Real-time Sub-milliwatt Epilepsy Detection Implemented on a Spiking Neural Network Edge Inference Processor

Analyzing electroencephalogram (EEG) signals to detect the epileptic seizure status of a subject presents a challenge to existing technologies aimed at providing timely and efficient diagnosis. In this study, we aimed to detect interictal and ictal periods of epileptic seizures using a spiking neural network (SNN). Our proposed approach provides an online and real-time preliminary diagnosis of epileptic seizures and helps to detect possible pathological conditions.To validate our approach, we conducted experiments using multiple datasets. We utilized a trained SNN to identify the presence of epileptic seizures and compared our results with those of related studies. The SNN model was deployed on Xylo, a digital SNN neuromorphic processor designed to process temporal signals. Xylo efficiently simulates spiking leaky integrate-and-fire neurons with exponential input synapses. Xylo has much lower energy requirments than traditional approaches to signal processing, making it an ideal platform for developing low-power seizure detection systems.Our proposed method has a high test accuracy of 93.3% and 92.9% when classifying ictal and interictal periods. At the same time, the application has an average power consumption of 87.4 uW(IO power) + 287.9 uW(computational power) when deployed to Xylo. Our method demonstrates excellent low-latency performance when tested on multiple datasets. Our work provides a new solution for seizure detection, and it is expected to be widely used in portable and wearable devices in the future.
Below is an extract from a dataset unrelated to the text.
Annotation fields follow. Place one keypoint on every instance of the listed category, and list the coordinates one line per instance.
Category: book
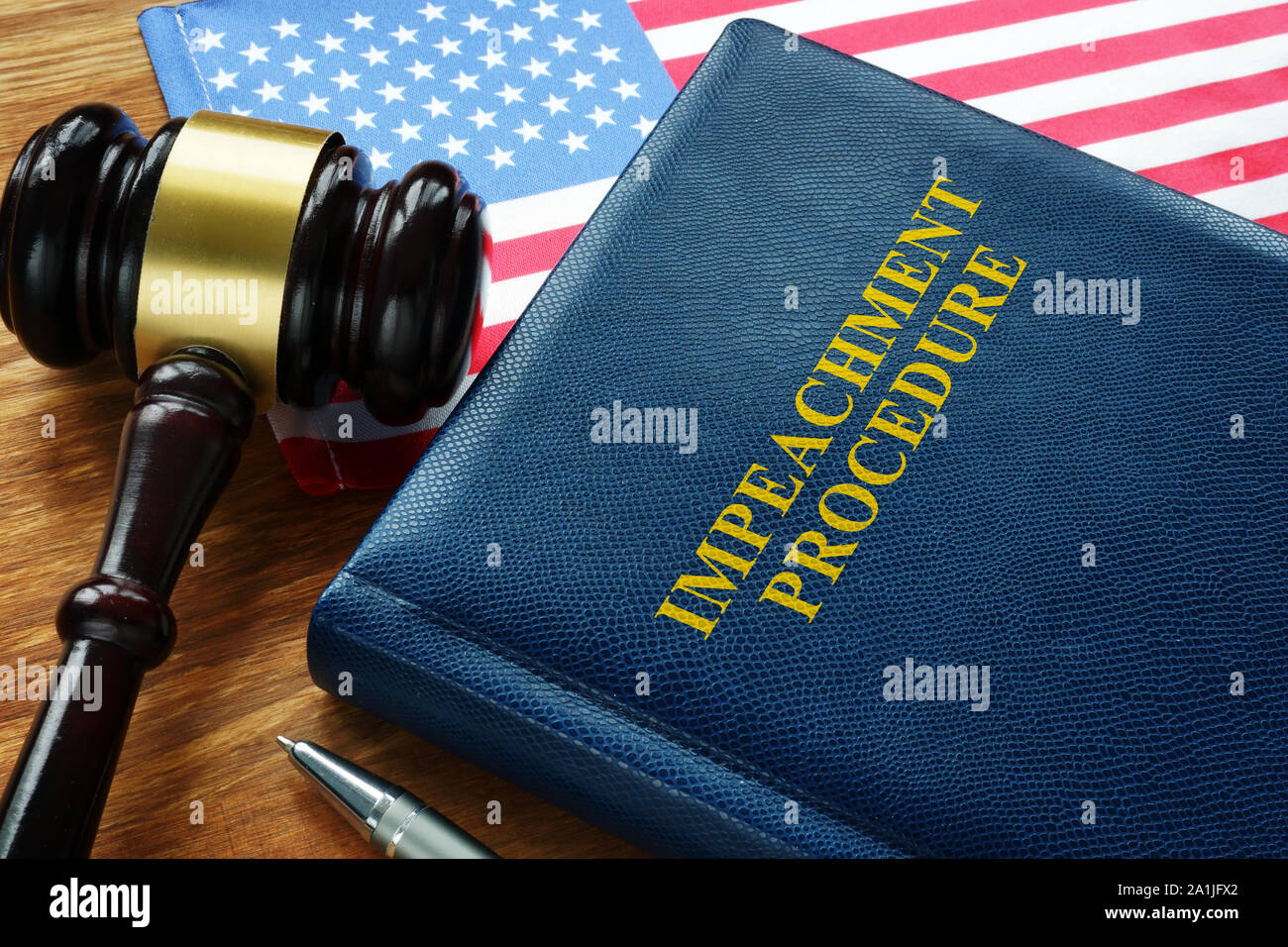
(871, 476)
Real-time ultra-low power ECG anomaly detection using an event-driven neuromorphic processor

Accurate detection of pathological conditions in human subjects can be achieved through off-line analysis of recorded biological signals such as electrocardiograms (ECGs). However, human diagnosis is time-consuming and expensive, as it requires the time of medical professionals. This is especially inefficient when indicative patterns in the biological signals are infrequent. Moreover, patients with suspected pathologies are often monitored for extended periods, requiring the storage and examination of large amounts of non-pathological data, and entailing a difficult visual search task for diagnosing professionals. In this work we propose a compact and sub-mW low power neural processing system that can be used to perform on-line and real-time preliminary diagnosis of pathological conditions, to raise warnings for the existence of possible pathological conditions, or to trigger an off-line data recording system for further analysis by a medical professional. We apply the system to real-time classification of ECG data for distinguishing between healthy heartbeats and pathological rhythms. Multi-channel analog ECG traces are encoded as asynchronous streams of binary events and processed using a spiking recurrent neural network operated in a reservoir computing paradigm. An event-driven neuron output layer is then trained to recognize one of several pathologies. Finally, the filtered activity of this output layer is used to generate a binary trigger signal indicating the presence or absence of a pathological pattern. We validate the approach proposed using a Dynamic Neuromorphic Asynchronous Processor (DYNAP) chip, implemented using a standard 180 nm CMOS VLSI process, and present experimental results measured from the chip.

Feed-forward approximations to dynamic recurrent network architectures

Recurrent neural network architectures can have useful computational properties, with complex temporal dynamics and input-sensitive attractor states. However, evaluation of recurrent dynamic architectures requires solution of systems of differential equations, and the number of evaluations required to determine their response to a given input can vary with the input, or can be indeterminate altogether in the case of oscillations or instability. In feed-forward networks, by contrast, only a single pass through the network is needed to determine the response to a given input. Modern machine-learning systems are designed to operate efficiently on feed-forward architectures. We hypothesised that two-layer feedforward architectures with simple, deterministic dynamics could approximate the responses of single-layer recurrent network architectures. By identifying the fixed-point responses of a given recurrent network, we trained two-layer networks to directly approximate the fixed-point response to a given input. These feed-forward networks then embodied useful computations, including competitive interactions, information transformations and noise rejection. Our approach was able to find useful approximations to recurrent networks, which can then be evaluated in linear and deterministic time complexity.